Inflammatory Bowel Diseases (IBD)
Inflammatory bowel diseases, like the Crohn's disease and ulcerative colitis, can also trigger pain in the lower left region of the abdomen. Abdominal pain is, in fact, one of the initial symptoms of the Crohn's disease, and hence plays an important role in the diagnosis of this condition. In case of inflammatory bowel disorders, severe pain is often accompanied by chronic diarrhea, vomiting, rectal bleeding, etc.

Other Conditions
Other than all these conditions, those who suffer from kidney stones or enlarged prostate are also vulnerable to bacterial infection of the urinary tract, which can trigger pain in lower left abdomen. Though bladder infections are more common in women, such infections in men cannot be ruled out. Relatively less harmful conditions, like food poisoning, gas, or constipation can also trigger sudden bouts of pain in this region.

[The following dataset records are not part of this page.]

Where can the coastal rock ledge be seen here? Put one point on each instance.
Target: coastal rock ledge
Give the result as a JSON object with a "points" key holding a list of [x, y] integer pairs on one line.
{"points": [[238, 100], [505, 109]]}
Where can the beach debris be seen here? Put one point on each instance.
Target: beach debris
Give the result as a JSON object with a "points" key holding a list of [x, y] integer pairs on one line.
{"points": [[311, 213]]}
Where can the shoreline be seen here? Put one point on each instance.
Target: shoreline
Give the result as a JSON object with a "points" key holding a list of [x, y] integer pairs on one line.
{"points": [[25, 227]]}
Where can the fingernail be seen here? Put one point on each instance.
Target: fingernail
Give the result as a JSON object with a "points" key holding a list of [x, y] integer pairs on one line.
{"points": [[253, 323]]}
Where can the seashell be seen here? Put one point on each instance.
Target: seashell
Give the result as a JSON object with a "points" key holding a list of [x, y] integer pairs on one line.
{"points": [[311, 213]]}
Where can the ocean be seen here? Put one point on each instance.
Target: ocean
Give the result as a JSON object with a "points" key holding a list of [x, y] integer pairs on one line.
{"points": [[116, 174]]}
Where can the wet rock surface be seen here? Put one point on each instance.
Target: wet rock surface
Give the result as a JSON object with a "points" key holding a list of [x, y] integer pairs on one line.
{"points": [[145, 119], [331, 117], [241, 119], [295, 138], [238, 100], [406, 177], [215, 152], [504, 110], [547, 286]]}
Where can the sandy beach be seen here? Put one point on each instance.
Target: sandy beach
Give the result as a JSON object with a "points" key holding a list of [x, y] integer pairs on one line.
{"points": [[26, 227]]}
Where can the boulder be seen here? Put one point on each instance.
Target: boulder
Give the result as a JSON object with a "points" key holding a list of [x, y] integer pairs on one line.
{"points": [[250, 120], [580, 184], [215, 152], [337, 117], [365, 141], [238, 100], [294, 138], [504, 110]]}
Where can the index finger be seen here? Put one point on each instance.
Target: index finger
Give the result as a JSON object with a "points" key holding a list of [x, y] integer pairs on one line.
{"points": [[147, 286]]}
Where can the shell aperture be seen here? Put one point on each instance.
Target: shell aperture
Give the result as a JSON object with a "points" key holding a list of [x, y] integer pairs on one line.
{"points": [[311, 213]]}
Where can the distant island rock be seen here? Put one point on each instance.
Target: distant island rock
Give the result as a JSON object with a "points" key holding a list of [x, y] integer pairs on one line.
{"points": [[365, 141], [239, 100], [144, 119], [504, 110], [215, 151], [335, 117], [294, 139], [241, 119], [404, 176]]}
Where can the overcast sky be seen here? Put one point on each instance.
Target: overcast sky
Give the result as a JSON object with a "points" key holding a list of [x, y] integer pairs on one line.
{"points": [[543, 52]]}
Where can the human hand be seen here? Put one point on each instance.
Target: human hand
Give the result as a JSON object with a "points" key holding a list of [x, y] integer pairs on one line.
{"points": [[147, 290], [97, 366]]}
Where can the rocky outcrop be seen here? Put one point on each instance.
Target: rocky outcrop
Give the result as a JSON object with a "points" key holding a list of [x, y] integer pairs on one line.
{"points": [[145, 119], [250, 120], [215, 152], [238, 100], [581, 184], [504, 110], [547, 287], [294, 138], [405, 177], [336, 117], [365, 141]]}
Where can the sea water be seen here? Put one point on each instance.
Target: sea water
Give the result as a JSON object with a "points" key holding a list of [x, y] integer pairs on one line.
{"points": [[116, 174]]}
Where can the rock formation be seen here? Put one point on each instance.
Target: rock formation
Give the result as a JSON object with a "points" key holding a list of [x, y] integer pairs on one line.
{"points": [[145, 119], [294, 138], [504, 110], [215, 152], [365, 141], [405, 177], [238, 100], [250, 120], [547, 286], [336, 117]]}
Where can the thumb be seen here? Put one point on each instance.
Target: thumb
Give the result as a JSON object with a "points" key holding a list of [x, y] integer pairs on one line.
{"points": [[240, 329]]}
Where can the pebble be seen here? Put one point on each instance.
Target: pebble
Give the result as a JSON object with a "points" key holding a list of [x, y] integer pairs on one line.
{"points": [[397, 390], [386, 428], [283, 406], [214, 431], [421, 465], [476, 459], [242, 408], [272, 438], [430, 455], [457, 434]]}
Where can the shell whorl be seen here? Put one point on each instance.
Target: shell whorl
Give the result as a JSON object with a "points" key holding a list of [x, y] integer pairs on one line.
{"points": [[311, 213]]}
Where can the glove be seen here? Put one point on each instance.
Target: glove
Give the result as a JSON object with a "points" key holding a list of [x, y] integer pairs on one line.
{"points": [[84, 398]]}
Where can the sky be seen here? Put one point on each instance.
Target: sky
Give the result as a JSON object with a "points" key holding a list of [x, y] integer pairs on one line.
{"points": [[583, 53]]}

In course of diagnosis, the pattern of pain, patient's medical history, and lifestyle are taken into consideration. The doctor may also recommend a few other tests, like an x-ray of the stomach cavity, to rule out certain disorders. While some of these causes of abdominal pain can be treated with antibiotics, others are relatively serious and require surgical intervention. If the discomfort caused persists for a long time, one should immediately seek medical help, lest the condition can transgress into chronic condition, which can be even more difficult to treat.
Disclaimer: The HealthHearty article is for informative purposes only and should not be used as a replacement for professional medical advice.